No, this concept allows us to, I believe, think of our decisions as a consequence of our morning routine, cultural background, epigenetics, the environment we are in, the food we eat, and so on. This Sapolsky calls “Distributed Causality”.
As an example, let’s see the case of Phineas Gage.

Phineas Gage was a 25-year-old worker at the construction of railroads. He was in charge of detonating the rocks that formed the mountain, but in a moment of carelessness, an iron bar jumped from a badly planned detonation. The iron bar went through the left cheek of Phineas' face and came out through the right side of the skull, without any bleeding whatsoever.

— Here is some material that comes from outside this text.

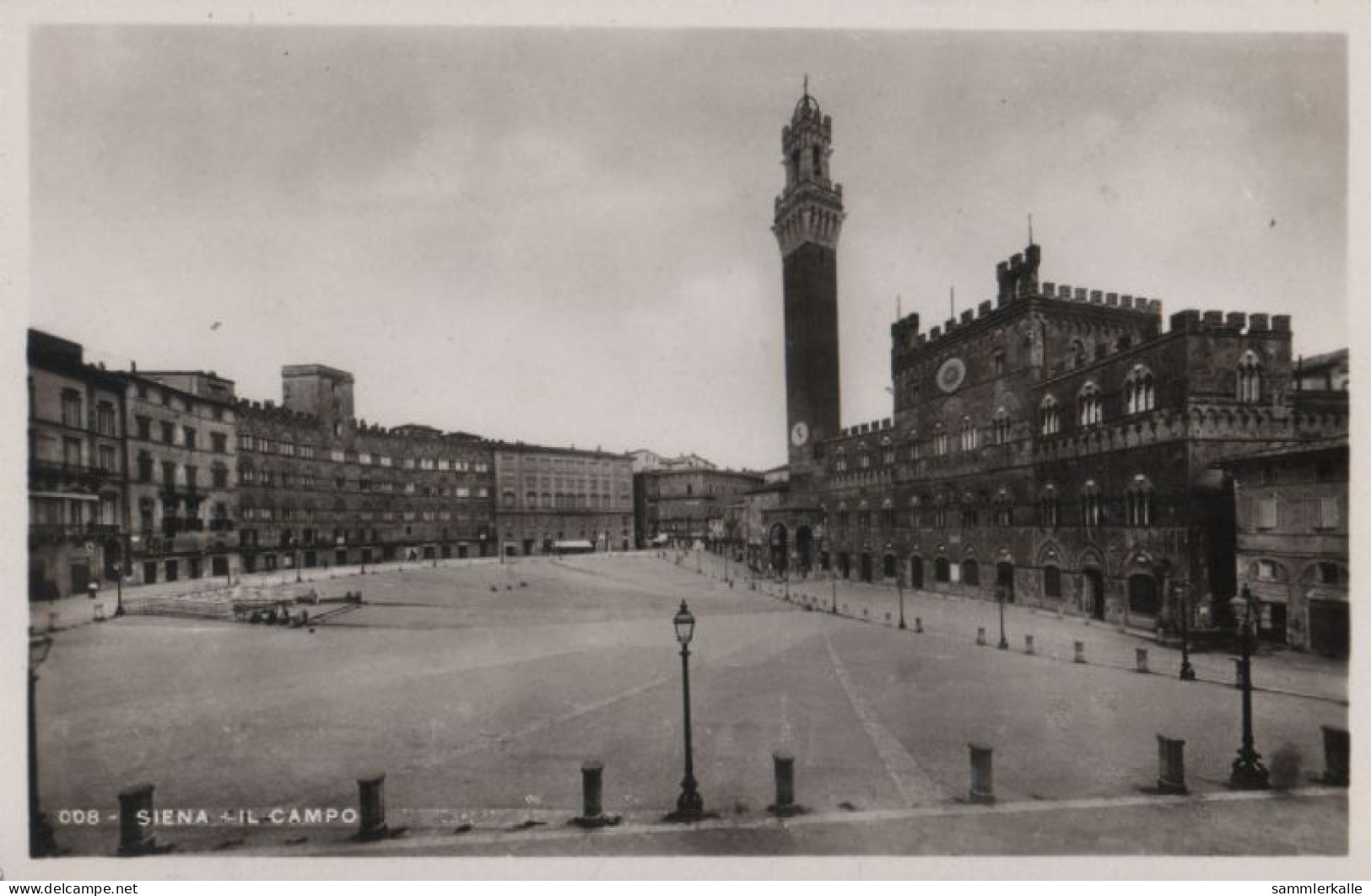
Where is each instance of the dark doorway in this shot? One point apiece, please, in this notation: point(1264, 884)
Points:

Two months later, he was working again. However, Phineas had changed.
The iron bar took a big part of Phineas prefrontal cortex, and his behavior changed. Before the accident, Phineas was portrayed as a kind, conciliatory, and responsible man, but now was seen as suspicious, irritable, and constantly quarreled with his colleagues.
He jumped from job to job because of misbehavior with his peers.
He ended up being exhibited in the circus and died by the age of 38.
For Sapolsky, this example is remarkably clear of how a change in one’s brain structure changes everything about decision-making and control, which he argues, is a strong case to rule out Free Will.
We’ve seen the perspective on Free Wil from the philosophical, theological, and neuroscience perspective, each with its arguments and counterarguments.
From my personal view, I agree with Sapolsky standpoint on how distributed causality can offer us a clearer answer to the question of Free Will, by reducing the individual to a mere absorber of external and internal factors and how these play out to inform and cause our decision making.
This is, and will be, an eternal debate however. I think that the existence of an omnipotent being shouldn’t be the excuse to not hold someone accountable for ones actions, but faith should never be disrespected.
In the end, whether we have or not have Free Will, it’s up to you how you behave within society and try to become the better version of yourself.